J’avais une vingtaine d’années, et ne savais pas trop vers quelle activité m’orienter après une classe préparatoire littéraire et une licence LLCE d’italien. En discutant avec une traductrice, j’ai eu comme une révélation : ce métier pouvait me permettre de passer mes journées concentrée sur mes deux grandes passions, la littérature et l’Italie/l’italien. Je crois que j’avais jusque-là écarté cette voie sans trop y réfléchir parce que je n’imaginais pas qu’on pouvait en vivre. J’ai donc fait un master de traduction, durant lequel j’ai eu l’occasion de faire ma première traduction pour l’édition, une pièce de théâtre, ce qui m’a confirmé combien cela me plaisait. À partir de là, j’ai essayé autant que possible de multiplier les expériences, y compris dans des domaines plus techniques pour me faire la main, de me tenir informée, de rencontrer des gens, d’être force de proposition. Le tout sans jamais arrêter de lire tous azimuts. Après le master, j’ai participé à la Fabrique des traducteurs pour la session franco-italienne, un programme de formation pour jeunes traducteurs conçu par l’association ATLAS, à Arles. C’est à cette époque que j’ai décroché mon deuxième contrat. Par la suite, de fil en aiguille (propositions de ma part acceptées, rencontres, bouche-à-oreille, etc.), les choses ont commencé à prendre forme. Pour finir sur le plan de la formation à la fois théorique et pratique, j’ai fait une thèse en littérature italienne sur la traduction d’un texte particulièrement épineux (l’autobiographie de Vincenzo Rabito), tout en continuant en parallèle de traduire d’autres textes.

— Tes traductions sont très variées, tu t’es occupée d’auteurs classiques comme Carlo Levi et Curzio Malaparte et d’auteurs contemporains comme Claudio Morandini et Nicola Lagioia. D’après toi, est-ce qu’il y a un fil rouge avec les écrivains italiens de la génération précédente ou y a-t-il eu un changement important dans la littérature contemporaine ?

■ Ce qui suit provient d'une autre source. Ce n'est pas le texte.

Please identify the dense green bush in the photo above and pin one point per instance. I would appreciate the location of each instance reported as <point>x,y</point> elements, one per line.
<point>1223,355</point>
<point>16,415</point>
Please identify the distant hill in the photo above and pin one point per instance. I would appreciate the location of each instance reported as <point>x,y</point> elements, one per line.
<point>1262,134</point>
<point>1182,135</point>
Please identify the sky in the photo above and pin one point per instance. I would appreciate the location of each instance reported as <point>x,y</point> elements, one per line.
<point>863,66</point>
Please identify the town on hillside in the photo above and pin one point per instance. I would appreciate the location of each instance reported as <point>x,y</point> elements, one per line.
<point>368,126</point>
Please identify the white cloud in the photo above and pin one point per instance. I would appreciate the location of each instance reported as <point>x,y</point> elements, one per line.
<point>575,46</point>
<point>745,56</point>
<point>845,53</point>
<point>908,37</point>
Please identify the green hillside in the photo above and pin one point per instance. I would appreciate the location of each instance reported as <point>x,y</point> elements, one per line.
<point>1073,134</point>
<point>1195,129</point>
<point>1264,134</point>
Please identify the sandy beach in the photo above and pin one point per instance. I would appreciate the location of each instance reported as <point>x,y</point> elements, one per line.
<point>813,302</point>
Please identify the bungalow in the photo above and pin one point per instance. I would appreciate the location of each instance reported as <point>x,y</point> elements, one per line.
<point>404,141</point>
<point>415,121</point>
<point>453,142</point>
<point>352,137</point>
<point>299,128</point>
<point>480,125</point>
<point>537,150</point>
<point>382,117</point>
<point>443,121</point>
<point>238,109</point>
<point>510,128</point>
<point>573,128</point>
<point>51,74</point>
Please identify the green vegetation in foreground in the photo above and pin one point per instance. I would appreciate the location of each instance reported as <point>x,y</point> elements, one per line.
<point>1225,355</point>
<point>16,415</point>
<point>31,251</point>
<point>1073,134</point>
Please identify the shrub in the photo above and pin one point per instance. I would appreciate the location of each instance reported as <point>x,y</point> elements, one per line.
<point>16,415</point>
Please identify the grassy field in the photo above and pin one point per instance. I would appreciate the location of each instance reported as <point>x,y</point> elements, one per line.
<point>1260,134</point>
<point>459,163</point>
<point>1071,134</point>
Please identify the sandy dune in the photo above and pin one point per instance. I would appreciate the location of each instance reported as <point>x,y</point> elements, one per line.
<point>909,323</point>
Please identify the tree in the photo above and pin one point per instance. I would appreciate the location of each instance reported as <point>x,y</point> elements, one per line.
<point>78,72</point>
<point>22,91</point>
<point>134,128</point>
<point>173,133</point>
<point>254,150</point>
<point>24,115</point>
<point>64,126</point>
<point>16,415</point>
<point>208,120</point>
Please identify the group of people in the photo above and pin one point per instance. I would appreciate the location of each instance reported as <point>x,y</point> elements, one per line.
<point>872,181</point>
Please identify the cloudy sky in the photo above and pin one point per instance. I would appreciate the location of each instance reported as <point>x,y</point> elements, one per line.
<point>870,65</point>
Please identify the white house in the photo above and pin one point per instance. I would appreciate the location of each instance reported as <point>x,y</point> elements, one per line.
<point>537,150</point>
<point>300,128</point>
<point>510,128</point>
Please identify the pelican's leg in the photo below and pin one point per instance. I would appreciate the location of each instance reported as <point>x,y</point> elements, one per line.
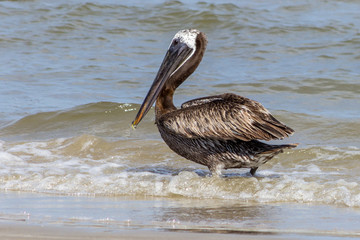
<point>216,170</point>
<point>253,170</point>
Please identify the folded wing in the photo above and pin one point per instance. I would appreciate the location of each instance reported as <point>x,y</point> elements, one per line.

Il est vrai que j’ai un petit faible pour les belles écritures classiques, ce qui a sans doute joué dans ma recherche d’inédits de Malaparte ou de Carlo Levi, deux auteurs qui m’ont beaucoup marquée lorsque j’ai découvert la littérature italienne. Ce que je recherche toujours est au fond assez large et évidemment subjectif : une écriture pensée, travaillée et mise en œuvre avec art au service d’une vision personnelle du monde, que ce soit le nôtre ou celui que l’écrivain a créé, et je crois qu’on trouve des œuvres de ce type à toutes les époques, même si évidemment le contexte et les tendances du moment peuvent influencer les écritures et correspondre plus au moins à mes goûts personnels.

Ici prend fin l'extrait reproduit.